Cada indivíduo não pode obrigar-se senão a si próprio.
A doutrina
belga subdivide os efeitos do contrato em duas categorias: a) efeitos internos
e b) efeitos externos.
Os
primeiros, concernentes em princípio somente às partes, consistem nos direitos
e obrigações (rectius deveres) nascidos do contrato. Assim, na compra e
venda, os efeitos internos do contrato seriam, para o vendedor, a transferência
da propriedade e entrega da coisa; para o comprador, o pagamento do preço.
Os segundos
traduzem a própria existência do contrato, realidade que os terceiros não podem
desconhecer. Assim, embora no contrato de compra e venda os terceiros não
possam ser obrigados a entregar a coisa vendida ou a pagar o respectivo preço,
os credores do comprador e do vendedor, por exemplo, sofrerão, necessariamente,
os "efeitos" da operação. Este princípio não é absoluto.
Constata-se,
nalguns casos, uma extensão das consequências propriamente jurídicas dos
contratos em face dos terceiros, bem como se propaga a ideia de que a sociedade
não se compõe de uma soma das relações interindividuais, tão-somente,
apresentando-se, ao contrário, muito mais rica em termos relacionais.
A força
obrigatória dos contratos decorre do valor atribuído à promessa pela lei e não
da promessa em si mesma. É possível, assim, que a própria lei, visando atender
a determinado imperativo, aumente o círculo de pessoas obrigadas aos termos da
convenção, para além daqueles sujeitos que a tiverem subscrito.
Pessoas
estranhas ao contrato podem ser atingidas por seus efeitos em alguns casos,
como se dá, por exemplo, com os sucessores, tanto a título universal como a
título singular. "A sucessão os transforma em partes supervenientes,
retirando-lhes a condição de terceiros em face do ato, de cuja formação não
participaram", ensina Darcy Bessone.
OS PRINCÍPIOS
SOCIAIS DO CONTRATO
O jurista –
aduzem Rodolfo Sacco e Giorgio de Nova – deseja que o contrato, previsto e
regulado pelo Direito, seja justo, rejeitando a idéia de um contrato ao mesmo
tempo injusto e eficaz.
Pensou-se,
de início e durante um bom tempo, que esta justiça contratual poderia advir do
livre jogo das vontades dos contratantes. Os problemas a que tal pensamento
poderia conduzir são demasiados, contudo.
A teoria
contratual, tal qual se conhece nos dias de hoje, sofreu grande influência
graças ao desenvolvimento da economia e da sociedade capitalistas, as quais
trouxeram consigo os fenômenos da massificação e da estandardização.
Para Michel
Pédamon, igualmente, o fenômeno resultaria da necessidade de se uniformizar e
estandardizar as práticas e modelos contratuais a uma época de produção e
distribuição em massa.
Tal
massificação e estandardização nas relações negociais teriam origem, também,
numa nova realidade dentro das empresas: quem passou a subscrever os contratos
em nome dos fornecedores de produtos ou serviços não detinha poder de decisão,
não podendo, ipso facto, ainda que o quisesse, mundificar-lhes a
estrutura ou conteúdo.
A
utilização de contratos-tipos e a ausência de negociação apresentam-se como consequências
inevitáveis da centralização dos poderes de decisão sobre a produção e
distribuição e as relações contratuais de massa. O número e a repetição dos
contratos, a necessária rapidez para que os mesmos fossem concluídos, e a
intervenção de prepostos sem qualquer poder de decisão, impediriam, em face da
distribuição moderna de bens e serviços, qualquer negociação suscetível de
modificar os modelos pré-redigidos para serviços especializados.
Assiste-se
já de há muito, um fenômeno conhecido da doutrina como socialização do direito.
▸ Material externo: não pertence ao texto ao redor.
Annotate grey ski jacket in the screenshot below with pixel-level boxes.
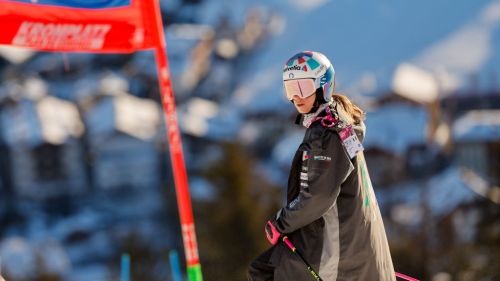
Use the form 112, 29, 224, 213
270, 105, 396, 281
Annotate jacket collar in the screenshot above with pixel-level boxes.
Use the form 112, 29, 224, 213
296, 102, 332, 128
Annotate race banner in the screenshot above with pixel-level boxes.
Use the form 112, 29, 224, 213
0, 0, 161, 52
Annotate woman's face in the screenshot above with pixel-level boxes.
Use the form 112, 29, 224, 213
291, 94, 316, 114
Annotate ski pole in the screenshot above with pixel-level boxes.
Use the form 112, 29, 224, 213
282, 236, 323, 281
283, 236, 419, 281
396, 272, 420, 281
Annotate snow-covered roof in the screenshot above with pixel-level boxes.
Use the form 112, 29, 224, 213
363, 104, 428, 154
427, 167, 480, 216
85, 94, 161, 143
99, 72, 129, 95
452, 109, 500, 142
392, 63, 439, 103
179, 98, 219, 137
0, 96, 84, 147
37, 96, 84, 145
379, 166, 483, 224
177, 97, 243, 141
0, 45, 34, 64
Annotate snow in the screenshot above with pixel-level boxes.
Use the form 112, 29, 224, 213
452, 109, 500, 142
167, 23, 215, 41
203, 0, 500, 111
412, 1, 500, 93
380, 166, 481, 222
427, 167, 479, 217
99, 72, 130, 95
290, 0, 330, 11
65, 231, 114, 264
204, 109, 243, 140
178, 104, 243, 141
0, 237, 37, 280
85, 94, 161, 143
24, 76, 48, 100
1, 0, 499, 279
179, 98, 219, 137
0, 45, 34, 64
416, 25, 491, 79
37, 96, 85, 145
229, 67, 292, 115
164, 26, 204, 76
392, 63, 439, 103
363, 104, 428, 154
114, 95, 161, 141
460, 167, 500, 204
0, 91, 83, 147
51, 209, 104, 242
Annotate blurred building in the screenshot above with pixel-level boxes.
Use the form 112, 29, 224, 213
0, 86, 86, 200
84, 93, 162, 190
442, 92, 500, 185
363, 100, 429, 186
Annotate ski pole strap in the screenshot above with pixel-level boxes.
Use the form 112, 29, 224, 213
396, 272, 420, 281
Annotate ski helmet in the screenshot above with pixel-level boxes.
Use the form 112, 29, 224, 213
282, 51, 336, 103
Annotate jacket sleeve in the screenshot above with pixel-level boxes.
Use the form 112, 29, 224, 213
274, 130, 354, 234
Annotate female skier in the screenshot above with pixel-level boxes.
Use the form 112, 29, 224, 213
248, 51, 396, 281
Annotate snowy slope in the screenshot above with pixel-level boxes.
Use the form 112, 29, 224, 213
186, 0, 500, 113
168, 0, 500, 168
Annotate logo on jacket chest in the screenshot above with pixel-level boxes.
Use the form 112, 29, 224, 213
302, 151, 331, 162
313, 155, 331, 161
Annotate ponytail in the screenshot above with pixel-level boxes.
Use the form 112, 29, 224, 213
331, 93, 365, 125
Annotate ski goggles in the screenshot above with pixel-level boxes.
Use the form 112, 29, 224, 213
284, 79, 317, 100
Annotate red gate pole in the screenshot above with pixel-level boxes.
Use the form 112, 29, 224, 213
151, 1, 203, 280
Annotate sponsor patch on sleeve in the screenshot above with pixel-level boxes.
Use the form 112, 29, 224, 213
302, 151, 310, 161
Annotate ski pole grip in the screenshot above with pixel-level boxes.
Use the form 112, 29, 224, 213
282, 236, 295, 251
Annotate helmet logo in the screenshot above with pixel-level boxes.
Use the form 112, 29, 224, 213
289, 73, 294, 79
287, 55, 320, 71
283, 65, 301, 72
314, 64, 325, 75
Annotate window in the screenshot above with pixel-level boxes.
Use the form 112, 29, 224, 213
33, 143, 66, 181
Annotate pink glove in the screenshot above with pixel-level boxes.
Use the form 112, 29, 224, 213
265, 220, 281, 245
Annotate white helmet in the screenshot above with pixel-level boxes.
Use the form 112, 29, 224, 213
282, 51, 336, 102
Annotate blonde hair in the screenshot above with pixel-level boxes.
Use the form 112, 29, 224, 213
331, 93, 365, 125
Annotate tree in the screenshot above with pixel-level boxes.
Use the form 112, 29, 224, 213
195, 142, 280, 281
Algumas de suas manifestações, segundo Hernandez Gil, podem ser relacionadas:
"O
intervencionismo do Estado, a proliferação da lei, a publicização do Direito
privado, a direção da economia, a criação de uma seguridade social, a crise da
autonomia da vontade, as restrições à liberdade, a regulação heteronômica das
relações, a proteção do economicamente débil, a profissionalização das
atividades, o fortalecimento das associações de pessoas em razão de sua
incumbência na produção, a empresa como a síntese do capital e do trabalho, a
predominante imperatividade das normas..."
Novos
princípios informadores do contrato passaram a ser necessários ante tão nova
realidade, já que os princípios liberais mostravam-se notoriamente
insuficientes para explicá-la e regulá-la.
Coube à
doutrina extrair do ordenamento legal princípios capazes de desempenhar aquele
mister.
O contrato,
que já exerceu uma função individual, vinculada à ideologia do liberalismo,
deve ser reestruturado "para atender e exercer uma função social, segundo
a ideologia que, em nosso tempo, parece ser dominante: o igualitarismo, com
suas demandas de justiça social", pontifica Paulo Lobo.
FUNÇÃO SOCIAL DO
CONTRATO
O art. 421
do Novo Código Civil prescreve que "a liberdade de contratar será exercida
em razão e nos limites da função social do contrato".
A
disposição legal do NCCB evidencia a funcionalização do contrato.
Ao
atribuir-se ao contrato uma função (social), acometendo a seu titular um
poder-dever, traz-se para o direito privado algo que originariamente sempre
esteve afeto ao direito público, que é o condicionamento do poder a uma
finalidade.
Quer-se
dizer, outrossim, que o contrato deve ser socialmente útil, de maneira que haja
interesse público na sua tutela.
A
referência à função social do contrato significa, de outro lado, "a
aproximação do direito com as demais ciências sociais, como a sociologia, a
economia, a ciência política, antropologia, em um processo interdisciplinar de
resposta às questões que a sociedade contemporânea coloca ao jurista", de
quem passou a exigir "uma postura crítica em prol de uma ordem mais justa
na sociedade"
No Estado
Social exige-se que a ação dos poderes públicos se desenvolva em favor de uma
maior justiça social. O legislador há de elaborar textos que permitam edificar
uma ordem social mais justa, em benefício dos menos favorecidos, de modo a
minorar a desigualdade de chances, tão característica de uma sociedade liberal.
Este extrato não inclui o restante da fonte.